Europe—Two-speed recovery highlights shifting economic fortunes
European Union (EU) economic growth is poised to accelerate to 1.1% in 2024 and 1.8% in 2025 from 0.6% in 2023, according to the IMF. The better outlook reflects easing inflation, growing wages and expectations of falling interest rates which will support household budgets and private consumption. The potential for lower interest rates and additional spending of the EU’s pandemic-recovery budget should boost investment.
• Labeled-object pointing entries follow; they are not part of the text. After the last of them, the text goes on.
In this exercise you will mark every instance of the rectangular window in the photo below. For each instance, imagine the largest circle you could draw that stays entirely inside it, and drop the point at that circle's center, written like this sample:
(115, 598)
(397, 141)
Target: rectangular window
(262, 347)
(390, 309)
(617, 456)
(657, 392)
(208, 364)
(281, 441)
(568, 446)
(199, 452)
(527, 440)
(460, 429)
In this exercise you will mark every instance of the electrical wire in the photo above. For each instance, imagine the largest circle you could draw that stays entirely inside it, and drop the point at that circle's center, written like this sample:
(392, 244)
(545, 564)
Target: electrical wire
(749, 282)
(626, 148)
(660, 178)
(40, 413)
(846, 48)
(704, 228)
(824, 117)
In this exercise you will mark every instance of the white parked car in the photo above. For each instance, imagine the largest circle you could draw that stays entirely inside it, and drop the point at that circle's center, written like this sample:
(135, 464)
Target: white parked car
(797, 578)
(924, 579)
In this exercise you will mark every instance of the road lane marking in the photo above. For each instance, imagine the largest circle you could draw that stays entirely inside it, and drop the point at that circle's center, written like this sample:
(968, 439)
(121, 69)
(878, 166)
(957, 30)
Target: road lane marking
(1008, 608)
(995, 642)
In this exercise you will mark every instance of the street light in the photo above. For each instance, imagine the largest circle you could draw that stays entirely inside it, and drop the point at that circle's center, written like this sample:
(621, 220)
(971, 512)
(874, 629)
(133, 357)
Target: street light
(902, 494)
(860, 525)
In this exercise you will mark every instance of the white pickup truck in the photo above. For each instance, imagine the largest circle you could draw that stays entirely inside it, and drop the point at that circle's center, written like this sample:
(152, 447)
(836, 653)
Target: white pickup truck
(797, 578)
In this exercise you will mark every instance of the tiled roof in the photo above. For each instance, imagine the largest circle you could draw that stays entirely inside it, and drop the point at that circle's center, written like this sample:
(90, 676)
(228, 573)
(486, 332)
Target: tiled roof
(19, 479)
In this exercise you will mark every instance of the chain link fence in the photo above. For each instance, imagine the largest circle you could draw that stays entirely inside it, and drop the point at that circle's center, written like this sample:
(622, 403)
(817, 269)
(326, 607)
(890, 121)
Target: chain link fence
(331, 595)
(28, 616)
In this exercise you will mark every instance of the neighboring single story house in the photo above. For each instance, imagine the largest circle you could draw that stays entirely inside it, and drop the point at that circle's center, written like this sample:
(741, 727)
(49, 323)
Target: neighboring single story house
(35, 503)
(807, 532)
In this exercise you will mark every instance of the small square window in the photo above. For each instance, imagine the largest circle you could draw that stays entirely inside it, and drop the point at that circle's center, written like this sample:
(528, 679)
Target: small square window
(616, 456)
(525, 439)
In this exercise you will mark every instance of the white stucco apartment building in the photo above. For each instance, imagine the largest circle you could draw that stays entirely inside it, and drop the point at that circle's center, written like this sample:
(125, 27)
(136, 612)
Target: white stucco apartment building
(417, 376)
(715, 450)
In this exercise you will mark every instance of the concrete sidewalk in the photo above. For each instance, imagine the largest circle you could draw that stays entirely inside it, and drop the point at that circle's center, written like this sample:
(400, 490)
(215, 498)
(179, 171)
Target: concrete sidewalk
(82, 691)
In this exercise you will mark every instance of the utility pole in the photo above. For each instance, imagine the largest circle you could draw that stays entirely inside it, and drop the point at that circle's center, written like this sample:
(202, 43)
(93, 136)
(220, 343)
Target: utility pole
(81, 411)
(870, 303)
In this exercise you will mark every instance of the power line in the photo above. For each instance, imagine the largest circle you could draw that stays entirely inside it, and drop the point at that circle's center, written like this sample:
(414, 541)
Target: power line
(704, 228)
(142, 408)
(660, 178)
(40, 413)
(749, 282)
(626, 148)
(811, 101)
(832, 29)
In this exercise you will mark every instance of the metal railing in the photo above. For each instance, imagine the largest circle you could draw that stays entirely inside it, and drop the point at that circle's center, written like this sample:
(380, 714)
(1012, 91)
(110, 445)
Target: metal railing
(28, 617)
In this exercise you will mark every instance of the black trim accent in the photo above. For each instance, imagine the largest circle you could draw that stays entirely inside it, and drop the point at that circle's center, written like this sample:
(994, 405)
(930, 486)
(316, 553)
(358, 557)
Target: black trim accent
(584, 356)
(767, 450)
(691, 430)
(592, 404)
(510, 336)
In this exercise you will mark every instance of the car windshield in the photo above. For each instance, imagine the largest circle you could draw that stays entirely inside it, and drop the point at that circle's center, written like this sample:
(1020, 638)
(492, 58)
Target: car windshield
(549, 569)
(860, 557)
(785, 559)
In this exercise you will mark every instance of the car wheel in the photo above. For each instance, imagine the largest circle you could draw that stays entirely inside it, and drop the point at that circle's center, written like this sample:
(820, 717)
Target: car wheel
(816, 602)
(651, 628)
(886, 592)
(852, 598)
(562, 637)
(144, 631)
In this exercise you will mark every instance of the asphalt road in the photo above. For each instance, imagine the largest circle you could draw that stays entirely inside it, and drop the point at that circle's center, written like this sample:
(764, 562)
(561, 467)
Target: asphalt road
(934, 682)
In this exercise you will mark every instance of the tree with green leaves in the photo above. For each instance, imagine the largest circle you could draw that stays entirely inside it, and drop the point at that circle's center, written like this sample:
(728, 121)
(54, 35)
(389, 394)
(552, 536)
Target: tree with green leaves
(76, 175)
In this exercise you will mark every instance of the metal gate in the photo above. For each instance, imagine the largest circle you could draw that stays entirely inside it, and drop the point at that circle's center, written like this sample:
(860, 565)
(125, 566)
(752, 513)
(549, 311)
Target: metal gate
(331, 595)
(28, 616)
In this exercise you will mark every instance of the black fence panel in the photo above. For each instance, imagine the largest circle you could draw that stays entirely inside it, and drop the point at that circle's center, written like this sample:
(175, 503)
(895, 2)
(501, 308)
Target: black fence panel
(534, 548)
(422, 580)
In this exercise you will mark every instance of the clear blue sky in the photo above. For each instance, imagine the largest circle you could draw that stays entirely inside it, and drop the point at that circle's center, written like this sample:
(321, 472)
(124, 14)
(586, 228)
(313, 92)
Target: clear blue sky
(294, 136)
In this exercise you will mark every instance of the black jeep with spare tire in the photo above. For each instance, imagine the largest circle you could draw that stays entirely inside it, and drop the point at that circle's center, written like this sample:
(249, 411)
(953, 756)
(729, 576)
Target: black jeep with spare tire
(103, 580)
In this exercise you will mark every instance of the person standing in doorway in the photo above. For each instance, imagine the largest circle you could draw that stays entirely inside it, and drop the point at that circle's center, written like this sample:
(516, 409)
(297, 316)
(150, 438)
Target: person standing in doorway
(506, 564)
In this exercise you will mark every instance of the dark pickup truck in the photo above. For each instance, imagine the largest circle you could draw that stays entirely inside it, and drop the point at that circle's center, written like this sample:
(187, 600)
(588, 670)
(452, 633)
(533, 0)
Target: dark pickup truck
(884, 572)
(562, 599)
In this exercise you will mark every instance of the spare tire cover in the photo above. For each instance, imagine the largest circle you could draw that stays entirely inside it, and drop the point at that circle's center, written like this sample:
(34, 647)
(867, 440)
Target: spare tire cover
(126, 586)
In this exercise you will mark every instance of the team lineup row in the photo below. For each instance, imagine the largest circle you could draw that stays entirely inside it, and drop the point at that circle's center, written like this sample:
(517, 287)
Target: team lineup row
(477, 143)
Within this outlook, there are diverging trends (Chart). Germany’s economy, the traditional powerhouse of Europe, is likely to avoid a second straight year of recession in 2024, though only narrowly. Germany is struggling with ongoing high energy prices since Russia’s invasion of Ukraine, fiscal belt tightening and lower Chinese demand for German wares. The latter in part reflects Chinese policies to replace imports with domestic production, a trend that is likely to continue as Beijing increasingly focuses on developing its own high-tech manufacturing and clean energy industries. A recent Constitutional Court ruling that restricts €60 billion (1.4% of GDP) in budget spending further challenges Germany’s outlook. Austria, Belgium, France and the Netherlands are likely to fare better, though a loss in labour cost competitiveness due to fast wage growth in the past few years challenges businesses in these countries.
By contrast, Southern European countries such as Portugal, Italy, Greece and Spain—which have often been economic laggards—are outperforming thanks to the ongoing post-pandemic recovery in tourism and broader services and their lower dependence on sluggish export manufacturing. These four economies have added over €200 billion in GDP (inflation-adjusted) since 2017—roughly the size of New Zealand’s economy today—compared to €88 billion in Germany. Central and Eastern European economies have also been outperforming the rest of the EU, a trend that is poised to continue amid growing domestic demand.